Pulling off his socks, he left them on the woodbox along with his boots and walked barefoot back through the living room. Two more doors were closed along its length. He moved closer to the front door and opened the first cautiously. It was dark, and he pushed the door a little wider, the faint light from the living room showing a bedroom, a double bed against the opposite wall, a desk beside it. Movie posters hung framed above the bedhead and between the room's bookshelves. A school backpack and a pile of battered books on the floor suggested another child. He backed out and closed the door silently, turning down the hall to the last door.

That opened into a third bedroom. The queen size bed stood against the wall to his right, two wardrobes and a chest of drawers covering the remaining wall space. The nightstands to either side of the bed were wide, each holding a short bookshelf above them. The room was almost black, the bright red numerals of the digital clock on one nightstand barely shedding enough light to see the dark curls against the pillows.

He stepped into the room and closed the door, moving silently between chest of drawers and the side of the bed. As his eyes adjusted to the darkness, he saw the woman from the kitchen, sleeping alone.
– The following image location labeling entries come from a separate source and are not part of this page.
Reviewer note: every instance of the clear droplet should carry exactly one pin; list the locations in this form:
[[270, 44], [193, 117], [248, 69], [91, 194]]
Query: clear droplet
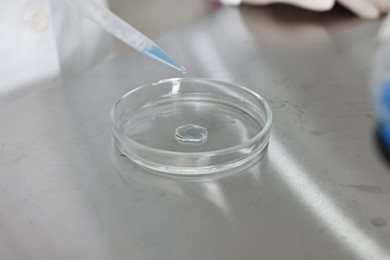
[[191, 134]]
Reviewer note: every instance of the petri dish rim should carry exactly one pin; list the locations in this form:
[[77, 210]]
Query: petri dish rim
[[265, 131]]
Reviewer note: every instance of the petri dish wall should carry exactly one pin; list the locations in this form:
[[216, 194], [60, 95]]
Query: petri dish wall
[[191, 126]]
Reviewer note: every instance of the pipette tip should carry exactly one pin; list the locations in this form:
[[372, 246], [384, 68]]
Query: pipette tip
[[157, 53]]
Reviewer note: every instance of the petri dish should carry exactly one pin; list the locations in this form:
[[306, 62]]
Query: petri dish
[[191, 126]]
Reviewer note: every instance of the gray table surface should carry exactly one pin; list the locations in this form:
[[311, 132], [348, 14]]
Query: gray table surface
[[321, 192]]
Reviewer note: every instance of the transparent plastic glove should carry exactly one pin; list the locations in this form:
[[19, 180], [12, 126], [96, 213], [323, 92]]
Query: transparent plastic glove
[[367, 9]]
Teeth gritted together to stop them from chattering, he stripped fast, and lifted the edge of the bed's coverings gingerly. The warmth he could feel there was compelling and he slid under the covers, eyes closing involuntarily as the trapped heat surrounded him. He pushed his arm slowly under her pillow, curling it around her chest and he felt her jerk back against him.

"Don't move. Not going to hurt you," he said, his voice low and croaking a little. "Not gonna hurt anyone, okay? Just need to get some sleep."

She hadn't moved and he edged closer to her, tightening his grip as her body's heat penetrated the cold of his skin, slowly chasing the chill from his limbs.

Lying there, feeling returning to his fingers and toes, his hair dampening the pillow and beads of moisture slipping from his rough beard onto her shoulder, he knew he couldn't risk just falling asleep. She might have been a timid woman, but he had nothing to stop her from easing out when he was out except his own instinctive responses.

~*~*~*~*~*~*~*~*~*~*~*~*~*~*~

Sara lay still, the weight of the man's forearm across her neck, his body pressed against her back, legs drawn up to spoon with hers. She could smell the cold on him, and a fleeting image of the snow-covered fields filled her mind's eye. His beard was brushing her shoulder and neck, the dampness of it chilling her more than his skin, which although cool, seemed to be rapidly warming.

He wasn't sleeping, she thought, listening to the sound of his breathing in the silent room. As the warmth seeped through to him, from her body's heat, and the cocoon of down-filled quilts surrounding them, she realised she could smell him, beyond the fresh scent of moisture. He smelled of the woods. Of conifer and pine and the needle-covered forest floor, more faintly of sweat, a musky odour that made her nipples harden abruptly, her eyes screw shut.